I noted, at the time, that the story was simplistic. Yes, there are Orthodox parishes that are exploding with growth (including my own). At the same time, there are many Orthodox parishes that are in slow or rapid decline.
But there are stories in those growing parishes. How does a church baptize a small army of converts in the same rite, in under — let’s say — three or four hours? Check out this video from St. John of the Latter Orthodox Church in Greenville, South Carolina. Head to the 30-minute mark, or thereabouts.
Yes, that’s an Orthodox thing. I’m looking for online video from the Holy Saturday and Easter rites at Our Lady of the Rosary Catholic Church, another surging congregation in Greenville (see this recent Dreher post). That parish is bursting at the seams, and so is its school. Thus, the congregation is starting a college, as well.
That’s a real trend, too. And, as you would expect, the New York Post has served up another headline: “Young people are converting to Catholicism en masse — driven by pandemic, internet, ‘lax’ alternatives.”
The omnipresent Ryan Burge responded with these valid points:
So the New York Post has realized that it can cherry pick stats about religious growth and get lots of traffic.
They did this with Orthodox Christianity a few months ago.
It's based on very flimsy data. Like a diocese in PA that saw a 70% increase (40 to 68 converts).
True, that. But this points to half of an important equation. Yes, we have to return to that earlier statement: “Some churches are growing. Many churches are dying. … Easter follows Good Friday.”
What should journalists do? Here were my suggestions — looking at the Catholic questions, in this case — in a Rational Sheep post-podcast: “Why are young priests more conservative?”
The bottom line: Look for the common factors in growth, as well as those in decline. Cover the whole story and look at the trends on a map.
This works with the Orthodox, with Catholics, with Anglicans, with Lutherans, with all kinds of believers. Here we go:
* Where are the dioceses that are ordaining a significantly higher number of priests? Where are the ones in which ordination statistics remain in rapid decline?
* Once you have that map, it’s possible to see how the ordination numbers compare with other basic trends in church life — such as the number of marriages, baptisms, adults conversions to the faith, churches and/or Catholic schools closing (or opening), etc. In other words, where on the map does one find obvious signs of life?
* OK, I will ask: Do these Catholic patterns have anything to do with the red vs. blue fault lines in American cultural life (and, yes, politics)? Do Catholic statistics (birth rates, for example) resemble the state-by-state numbers seen in other pews and in secular life?

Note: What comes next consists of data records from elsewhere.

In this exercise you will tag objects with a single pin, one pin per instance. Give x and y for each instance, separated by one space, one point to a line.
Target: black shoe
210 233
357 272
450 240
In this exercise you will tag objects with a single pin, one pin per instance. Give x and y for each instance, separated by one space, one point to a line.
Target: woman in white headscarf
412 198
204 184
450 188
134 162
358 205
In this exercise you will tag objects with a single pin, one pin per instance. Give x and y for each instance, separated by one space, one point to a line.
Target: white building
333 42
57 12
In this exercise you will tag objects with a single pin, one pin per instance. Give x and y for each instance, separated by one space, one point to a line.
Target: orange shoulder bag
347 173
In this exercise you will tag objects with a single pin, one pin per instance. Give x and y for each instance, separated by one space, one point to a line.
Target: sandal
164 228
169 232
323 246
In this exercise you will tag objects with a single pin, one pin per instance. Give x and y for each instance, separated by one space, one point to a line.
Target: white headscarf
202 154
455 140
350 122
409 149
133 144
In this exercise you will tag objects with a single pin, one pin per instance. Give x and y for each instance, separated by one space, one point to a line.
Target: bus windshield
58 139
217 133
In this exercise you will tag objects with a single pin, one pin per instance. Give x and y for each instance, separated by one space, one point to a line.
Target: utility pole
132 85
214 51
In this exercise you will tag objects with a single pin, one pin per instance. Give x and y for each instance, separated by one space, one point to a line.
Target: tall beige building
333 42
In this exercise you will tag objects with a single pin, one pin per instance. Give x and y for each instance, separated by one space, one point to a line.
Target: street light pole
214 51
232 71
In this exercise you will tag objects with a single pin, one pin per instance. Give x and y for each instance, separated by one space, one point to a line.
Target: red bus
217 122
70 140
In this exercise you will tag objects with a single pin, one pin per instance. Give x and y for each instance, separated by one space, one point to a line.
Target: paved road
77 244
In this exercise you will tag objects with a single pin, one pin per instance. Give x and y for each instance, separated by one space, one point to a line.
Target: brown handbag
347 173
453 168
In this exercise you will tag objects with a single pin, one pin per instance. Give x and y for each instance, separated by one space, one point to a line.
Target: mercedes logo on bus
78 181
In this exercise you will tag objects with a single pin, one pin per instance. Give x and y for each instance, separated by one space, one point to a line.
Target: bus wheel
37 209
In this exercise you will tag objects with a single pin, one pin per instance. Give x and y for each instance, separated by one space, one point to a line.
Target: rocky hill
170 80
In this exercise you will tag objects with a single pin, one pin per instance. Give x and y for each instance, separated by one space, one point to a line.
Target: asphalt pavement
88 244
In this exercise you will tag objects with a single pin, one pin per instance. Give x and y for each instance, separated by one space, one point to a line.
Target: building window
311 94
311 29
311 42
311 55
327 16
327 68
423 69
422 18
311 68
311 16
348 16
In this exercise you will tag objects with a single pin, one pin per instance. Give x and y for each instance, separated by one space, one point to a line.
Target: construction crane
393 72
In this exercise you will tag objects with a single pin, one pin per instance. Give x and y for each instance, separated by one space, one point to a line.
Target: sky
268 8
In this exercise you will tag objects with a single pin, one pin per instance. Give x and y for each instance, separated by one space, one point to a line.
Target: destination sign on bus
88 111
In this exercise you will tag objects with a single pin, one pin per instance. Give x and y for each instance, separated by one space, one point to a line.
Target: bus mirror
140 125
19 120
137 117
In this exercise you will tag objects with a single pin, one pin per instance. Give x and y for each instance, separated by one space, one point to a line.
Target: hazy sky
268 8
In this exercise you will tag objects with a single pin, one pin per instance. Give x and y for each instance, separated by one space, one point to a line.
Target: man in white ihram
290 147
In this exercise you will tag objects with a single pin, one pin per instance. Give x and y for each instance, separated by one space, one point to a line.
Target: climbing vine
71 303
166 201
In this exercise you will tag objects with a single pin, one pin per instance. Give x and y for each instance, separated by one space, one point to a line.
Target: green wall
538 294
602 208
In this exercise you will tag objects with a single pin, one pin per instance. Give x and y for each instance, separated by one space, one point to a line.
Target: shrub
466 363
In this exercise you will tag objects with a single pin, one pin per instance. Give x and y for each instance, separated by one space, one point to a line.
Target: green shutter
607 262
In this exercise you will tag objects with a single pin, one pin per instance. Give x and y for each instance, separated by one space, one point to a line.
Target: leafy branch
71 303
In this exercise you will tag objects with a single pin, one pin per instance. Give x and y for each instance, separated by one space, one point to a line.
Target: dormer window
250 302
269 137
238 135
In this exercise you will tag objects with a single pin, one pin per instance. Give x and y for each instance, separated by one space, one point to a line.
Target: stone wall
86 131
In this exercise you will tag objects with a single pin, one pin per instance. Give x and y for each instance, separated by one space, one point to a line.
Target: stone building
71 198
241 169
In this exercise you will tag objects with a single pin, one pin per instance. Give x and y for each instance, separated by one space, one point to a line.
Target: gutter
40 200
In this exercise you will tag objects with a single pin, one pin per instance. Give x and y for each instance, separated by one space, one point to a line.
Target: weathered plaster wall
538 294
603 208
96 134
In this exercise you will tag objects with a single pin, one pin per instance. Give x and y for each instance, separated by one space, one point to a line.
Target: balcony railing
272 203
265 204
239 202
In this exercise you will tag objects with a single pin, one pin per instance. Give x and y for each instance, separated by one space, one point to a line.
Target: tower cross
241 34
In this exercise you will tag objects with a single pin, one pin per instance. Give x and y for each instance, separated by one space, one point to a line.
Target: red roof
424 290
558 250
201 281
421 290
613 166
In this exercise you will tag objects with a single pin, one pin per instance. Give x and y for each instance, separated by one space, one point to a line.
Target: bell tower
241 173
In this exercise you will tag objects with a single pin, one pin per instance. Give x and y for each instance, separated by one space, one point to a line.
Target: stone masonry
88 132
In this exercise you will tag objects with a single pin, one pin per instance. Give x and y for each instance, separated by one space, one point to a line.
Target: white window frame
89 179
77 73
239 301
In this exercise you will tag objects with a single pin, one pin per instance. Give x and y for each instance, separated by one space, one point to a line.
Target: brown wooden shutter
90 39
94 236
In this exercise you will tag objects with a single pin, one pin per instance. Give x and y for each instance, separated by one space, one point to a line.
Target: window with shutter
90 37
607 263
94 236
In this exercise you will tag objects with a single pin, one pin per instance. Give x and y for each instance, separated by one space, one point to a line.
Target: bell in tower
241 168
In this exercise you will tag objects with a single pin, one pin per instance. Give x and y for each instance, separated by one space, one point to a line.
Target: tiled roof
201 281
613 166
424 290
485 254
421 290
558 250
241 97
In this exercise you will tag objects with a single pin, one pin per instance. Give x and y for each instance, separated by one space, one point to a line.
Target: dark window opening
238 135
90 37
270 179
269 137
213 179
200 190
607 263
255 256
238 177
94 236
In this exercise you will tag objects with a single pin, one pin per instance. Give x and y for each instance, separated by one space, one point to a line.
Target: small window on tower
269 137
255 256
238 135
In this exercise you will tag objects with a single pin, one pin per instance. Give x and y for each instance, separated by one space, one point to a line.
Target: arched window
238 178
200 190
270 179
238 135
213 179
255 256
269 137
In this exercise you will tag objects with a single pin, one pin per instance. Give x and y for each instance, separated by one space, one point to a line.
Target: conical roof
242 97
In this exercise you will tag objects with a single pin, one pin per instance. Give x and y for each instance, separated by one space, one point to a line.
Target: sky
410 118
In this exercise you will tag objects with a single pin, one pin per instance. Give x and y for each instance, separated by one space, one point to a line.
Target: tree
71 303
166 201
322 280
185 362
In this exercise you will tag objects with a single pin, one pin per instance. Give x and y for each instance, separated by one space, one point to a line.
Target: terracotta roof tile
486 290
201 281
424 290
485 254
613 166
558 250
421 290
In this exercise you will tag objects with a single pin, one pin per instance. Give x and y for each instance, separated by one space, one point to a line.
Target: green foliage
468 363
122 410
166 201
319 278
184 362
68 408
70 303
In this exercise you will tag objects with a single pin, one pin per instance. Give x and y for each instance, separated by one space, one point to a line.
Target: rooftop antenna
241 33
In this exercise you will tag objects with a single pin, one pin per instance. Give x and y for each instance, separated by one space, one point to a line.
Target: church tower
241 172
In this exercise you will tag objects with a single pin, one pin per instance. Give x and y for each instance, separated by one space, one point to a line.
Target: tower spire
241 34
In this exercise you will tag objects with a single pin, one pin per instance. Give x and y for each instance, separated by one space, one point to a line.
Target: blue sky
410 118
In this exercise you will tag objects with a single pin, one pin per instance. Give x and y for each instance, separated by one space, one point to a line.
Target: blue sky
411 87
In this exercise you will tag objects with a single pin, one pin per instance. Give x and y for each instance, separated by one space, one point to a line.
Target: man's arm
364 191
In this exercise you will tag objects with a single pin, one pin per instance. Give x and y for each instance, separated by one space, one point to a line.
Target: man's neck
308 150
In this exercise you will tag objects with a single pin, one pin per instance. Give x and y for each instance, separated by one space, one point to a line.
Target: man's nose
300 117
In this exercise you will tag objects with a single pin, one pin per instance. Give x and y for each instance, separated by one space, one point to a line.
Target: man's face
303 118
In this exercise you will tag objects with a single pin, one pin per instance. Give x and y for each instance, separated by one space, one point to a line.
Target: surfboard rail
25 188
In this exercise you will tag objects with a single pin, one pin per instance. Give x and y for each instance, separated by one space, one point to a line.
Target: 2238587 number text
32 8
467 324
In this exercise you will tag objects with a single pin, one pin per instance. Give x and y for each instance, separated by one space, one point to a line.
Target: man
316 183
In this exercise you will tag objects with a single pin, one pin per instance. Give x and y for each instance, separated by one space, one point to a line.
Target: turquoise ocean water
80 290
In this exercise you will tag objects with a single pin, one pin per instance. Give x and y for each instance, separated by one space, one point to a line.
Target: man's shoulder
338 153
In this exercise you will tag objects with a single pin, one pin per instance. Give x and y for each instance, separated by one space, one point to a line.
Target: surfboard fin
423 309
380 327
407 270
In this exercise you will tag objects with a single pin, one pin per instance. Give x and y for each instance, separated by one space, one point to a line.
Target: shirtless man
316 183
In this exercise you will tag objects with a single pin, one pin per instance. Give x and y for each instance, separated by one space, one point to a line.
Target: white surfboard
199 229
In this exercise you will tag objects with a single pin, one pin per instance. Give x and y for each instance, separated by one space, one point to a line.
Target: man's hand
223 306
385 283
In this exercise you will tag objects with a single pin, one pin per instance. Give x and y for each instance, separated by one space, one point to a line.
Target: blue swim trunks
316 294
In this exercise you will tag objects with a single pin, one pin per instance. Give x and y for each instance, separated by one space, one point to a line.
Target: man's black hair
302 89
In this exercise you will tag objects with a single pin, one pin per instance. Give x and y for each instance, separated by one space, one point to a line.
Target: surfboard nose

* Are the strategic promotions in the American Catholic hierarchy (think about who gets red cardinal hats) going to men from high-growth areas as opposed to low-growth areas? Who is Rome praising and who is, well, being overlooked or even punished?
Take it away, Father Ratzinger.
These are the questions surrounding that empty Chair of St. Peter in Rome.
We did seven baptisms/chrismations (I think most were the latter) on Saturday. We've done as many as 11 in the past. The seven took less than an hour. Our parish too is very full these days, albeit as the snowbirds head back north we'll have a bit less of a crowd.
I have read posts by Catholics online essentially saying that God and the Holy Spirit do not direct who the new Pope will be. I'm genuinely shocked that, if they believe Catholicism is the one true church of God, that God himself wouldn't care deeply about who leads the church and pronounces its doctrine. Is this a reason people are leaving the Catholic faith? Are the Orthodox churches more closely connected to direction from God? Is that why they are thriving? The Old Testament prophets directed the kings and conveyed the word of God continually. Are we in any less need of direction?